Coverage accrual schedule (as a percentage of the pool tier's ceiling): After 7 days: 11.0% of ceiling After 30 days: 39.4% of ceiling After 60 days: 63.2% of ceiling After 90 days: 77.7% of ceiling After 120 days: 86.5% of ceiling After 150 days: 91.8% of ceiling After 180 days: 95.0% of ceiling After 210 days: 97.0% of ceiling After 240 days: 98.0% of ceiling (maximum cap)
For context, an LP in a Volatile pool (75% ceiling) who stays for 90 days is eligible for coverage of up to 77.7% of 75% = 58.3% of their impermanent loss, before vault health adjustments.
Step 2 — Vault Health Multiplier
Even within the time-earned coverage, payouts scale with how well-funded the vault is relative to its total outstanding liability. If the vault holds at least 1.5 times its estimated total IL exposure, it operates at 100% health and no reduction is applied. Below that threshold, the coverage scales down linearly and proportionally. This means coverage is mathematically tied to vault solvency and cannot be over-promised.
Step 3 — Three-Way Cap Enforcement
The actual USDC payout the user receives is the minimum of: The coverage percentage applied to their impermanent loss 20% of the current USDC value of their withdrawn liquidity (per-user protection cap) 5% of the total USDC reserve in the vault (per-event pool protection cap)

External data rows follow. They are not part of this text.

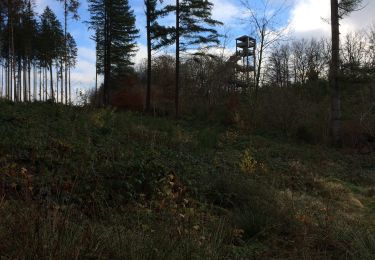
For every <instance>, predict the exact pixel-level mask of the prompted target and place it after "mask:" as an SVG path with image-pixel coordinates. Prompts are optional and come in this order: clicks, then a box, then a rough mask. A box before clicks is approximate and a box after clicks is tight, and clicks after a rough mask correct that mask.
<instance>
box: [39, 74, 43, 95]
mask: <svg viewBox="0 0 375 260" xmlns="http://www.w3.org/2000/svg"><path fill="white" fill-rule="evenodd" d="M39 101H42V67H40V68H39Z"/></svg>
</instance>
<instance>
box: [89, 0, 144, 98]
mask: <svg viewBox="0 0 375 260" xmlns="http://www.w3.org/2000/svg"><path fill="white" fill-rule="evenodd" d="M89 11H90V13H91V19H90V23H89V24H90V28H91V29H93V30H94V31H95V38H94V39H95V40H96V43H97V48H96V49H97V59H98V62H97V67H98V72H99V73H100V74H103V75H104V86H103V104H104V105H107V104H108V103H109V91H110V90H109V84H111V83H113V82H114V79H115V78H116V77H119V76H121V75H123V74H125V73H127V72H129V71H130V70H131V66H132V65H133V63H132V61H131V58H132V57H133V56H134V54H135V51H136V43H135V39H136V38H137V34H138V32H139V31H138V30H137V29H136V28H135V16H134V12H133V10H131V9H130V6H129V3H128V0H89Z"/></svg>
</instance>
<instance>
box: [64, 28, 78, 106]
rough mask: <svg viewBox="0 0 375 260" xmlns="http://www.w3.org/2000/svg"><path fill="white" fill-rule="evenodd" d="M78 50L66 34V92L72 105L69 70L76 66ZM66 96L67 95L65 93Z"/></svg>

These caps stack. A user cannot receive more than 20% of their exit value, and no single payout event can drain more than 5% of the pool fund. This prevents any single large withdrawal from destabilizing the vault.
Step 4 — Circuit Breakers
If the vault's historical payout utilization (total ever paid out relative to total ever received) reaches 50%, coverage for new payouts is automatically halved. If utilization reaches 80%, the shield pauses entirely for that pool until reserves recover. LPs can still withdraw their tokens — the shield pause does not lock anyone in.
The Staker Model
Anyone can deposit USDC into a pool's vault as a voluntary insurance seller. Stakers earn income from swap fees in exchange for backing IL payouts with their capital. This is analogous to the underwriting model in traditional insurance.
Stakers receive 50% of the vault fee collected from swaps (converted to USDC via the FeeConverter). The other 50% builds up the direct payout reserve.

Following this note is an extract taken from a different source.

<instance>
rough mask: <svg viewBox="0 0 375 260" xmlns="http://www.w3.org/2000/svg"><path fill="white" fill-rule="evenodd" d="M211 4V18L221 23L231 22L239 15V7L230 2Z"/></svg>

Stakers cannot withdraw instantly. They must first submit a withdrawal request, then wait 14 days before the exit is processed. This cooldown is a direct engineering response to the Bancor collapse of 2022, where instant exits during market stress created a bank run dynamic. On VerdexSwap, the vault capital cannot evaporate mid-crisis.
When a payout is processed and the fee reserve is insufficient to cover it, staker capital absorbs the remainder proportionally. Each staker's share reflects this, meaning their exit value may be lower than their entry value in stressed conditions; just as a traditional insurer bears underwriting losses. This aligns incentives correctly: stakers are rewarded for supporting healthy pools and take losses on pools they mis-price.